Partnering with another company to handle sensitive information should always entail an assessment of that company’s practices, so the risk they pose by handling that data can be understood. Spending millions on internal cybersecurity only to outsource the same data to someone who leaves it exposed in the cloud doesn’t make sense. Vendors should be selected and appraised with the same care a company takes in protecting their in-house assets and information.
How UpGuard Helps
UpGuard tackles cloud leaks by automating cloud storage validation. Public access is the most dangerous, but like any digital surface, the total configuration state of cloud storage determines its resilience. UpGuard not only scans storage instances for public exposure, but also checks cloud platforms and servers themselves for misconfigurations that can lead to data exposure. UpGuard validates other internet-facing sources of leaks as well, like misconfigured GitHub repositories, and vulnerable rsync servers.
With UpGuard’s visual policies, admins can know in a glance which of their cloud storage instances are public and which are private. New buckets can be validated during the provisioning process automatically with UpGuard’s API and integration with tools like Puppet, Chef, and Ansible.
With UpGuard Procedures, cloud provisioning and maintenance processes can be automated and validated from end to end, reducing operational risk. Executable documentation works best when arranged by process, so that procedural steps can be chained together logically and validated in turn. This produces trustworthy assets and drastically reduces the risk of misconfigurations, such as accidental public exposure.
For example, a procedure automating the creation of a new Linux web server on AWS could:
- Validate that S3 buckets are private and properly configured.
- Validate AWS settings for each cloud server, such as instance type and location.
- Validate server settings against company policy.
- Test the server against CIS security benchmarks.
- Validate specific web server configurations, such as http.conf and SSL.

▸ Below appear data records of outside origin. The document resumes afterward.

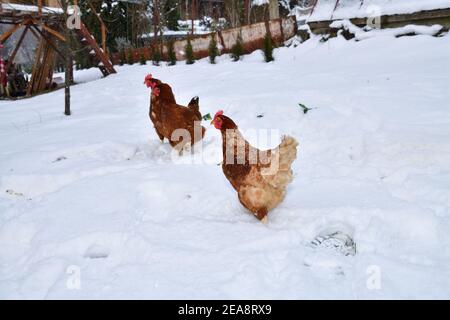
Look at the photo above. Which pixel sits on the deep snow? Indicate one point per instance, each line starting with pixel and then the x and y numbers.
pixel 96 194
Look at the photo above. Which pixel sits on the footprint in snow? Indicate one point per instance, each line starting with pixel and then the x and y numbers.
pixel 13 193
pixel 96 252
pixel 336 241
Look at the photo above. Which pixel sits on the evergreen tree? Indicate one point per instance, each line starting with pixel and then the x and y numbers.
pixel 190 59
pixel 142 59
pixel 172 14
pixel 213 52
pixel 156 55
pixel 130 58
pixel 237 50
pixel 122 57
pixel 268 48
pixel 171 53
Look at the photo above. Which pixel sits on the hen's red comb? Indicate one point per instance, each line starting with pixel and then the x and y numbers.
pixel 147 80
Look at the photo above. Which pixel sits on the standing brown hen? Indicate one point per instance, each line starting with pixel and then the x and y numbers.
pixel 259 177
pixel 179 124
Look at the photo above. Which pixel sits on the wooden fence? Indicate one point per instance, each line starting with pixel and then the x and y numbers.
pixel 252 39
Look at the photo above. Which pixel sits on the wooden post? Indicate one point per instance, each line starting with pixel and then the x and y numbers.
pixel 40 8
pixel 246 12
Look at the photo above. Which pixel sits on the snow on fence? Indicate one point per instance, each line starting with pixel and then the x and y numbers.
pixel 252 38
pixel 324 10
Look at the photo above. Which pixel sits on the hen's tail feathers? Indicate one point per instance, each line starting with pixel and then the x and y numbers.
pixel 282 158
pixel 193 104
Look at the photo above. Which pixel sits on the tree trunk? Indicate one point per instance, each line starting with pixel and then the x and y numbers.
pixel 274 11
pixel 68 62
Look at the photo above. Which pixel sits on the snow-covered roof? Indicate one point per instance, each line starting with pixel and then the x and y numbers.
pixel 347 9
pixel 29 8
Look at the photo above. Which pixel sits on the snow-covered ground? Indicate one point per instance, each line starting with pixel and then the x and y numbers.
pixel 93 206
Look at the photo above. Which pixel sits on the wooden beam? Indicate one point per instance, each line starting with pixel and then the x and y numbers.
pixel 8 33
pixel 16 49
pixel 54 32
pixel 49 41
pixel 34 33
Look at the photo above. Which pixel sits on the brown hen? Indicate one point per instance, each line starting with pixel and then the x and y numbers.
pixel 259 177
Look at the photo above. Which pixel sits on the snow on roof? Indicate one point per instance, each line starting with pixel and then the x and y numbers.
pixel 29 8
pixel 259 2
pixel 348 9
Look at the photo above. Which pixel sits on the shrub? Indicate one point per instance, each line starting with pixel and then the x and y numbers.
pixel 213 52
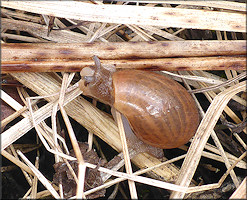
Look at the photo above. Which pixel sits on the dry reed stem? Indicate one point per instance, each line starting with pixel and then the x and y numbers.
pixel 165 185
pixel 40 31
pixel 39 175
pixel 33 194
pixel 75 145
pixel 132 187
pixel 16 161
pixel 139 15
pixel 203 132
pixel 169 64
pixel 121 50
pixel 218 144
pixel 229 5
pixel 240 192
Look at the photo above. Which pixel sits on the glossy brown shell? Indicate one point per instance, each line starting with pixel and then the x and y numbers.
pixel 160 111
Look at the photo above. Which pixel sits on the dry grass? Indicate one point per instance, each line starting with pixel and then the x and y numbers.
pixel 115 28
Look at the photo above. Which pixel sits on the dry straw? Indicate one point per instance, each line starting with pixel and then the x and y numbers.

Cloud servers and storage deployed in this manner has a significantly lower risk of data exposure than those lacking these controls.
UpGuard also provides external vendor assessment, analyzing and visualizing the relative risk posed by third parties charged with handling your data. Compare vendors and partners to similar companies to see how they measure up within their field. Our external assessment aggregates every relevant security practice visible from the internet into a single risk score.
This includes website details for all of a vendor’s URLs; email and domain safety, such as protocols against phishing; open ports, like Microsoft’s SMB which has been exploited by ransomware attacks like WannaCry and Petya, and business details including employee satisfaction and CEO approval ratings.
Cloud leaks are the result of operational error– not human error. A process is missing the necessary controls to reliably produce good results over time. The way to prevent cloud leaks is to shore up those operational gaps by instituting automated validation across all critical assets. The reason cloud leaks happen is because nobody knows that sensitive data is exposed to the internet. Process controls, like those outlined above, guarantee that such knowledge is surfaced immediately, so that it can be fixed before it becomes a bigger problem. UpGuard helps prevent data breaches in the cloud and on-premises by automating and visualizing these process controls.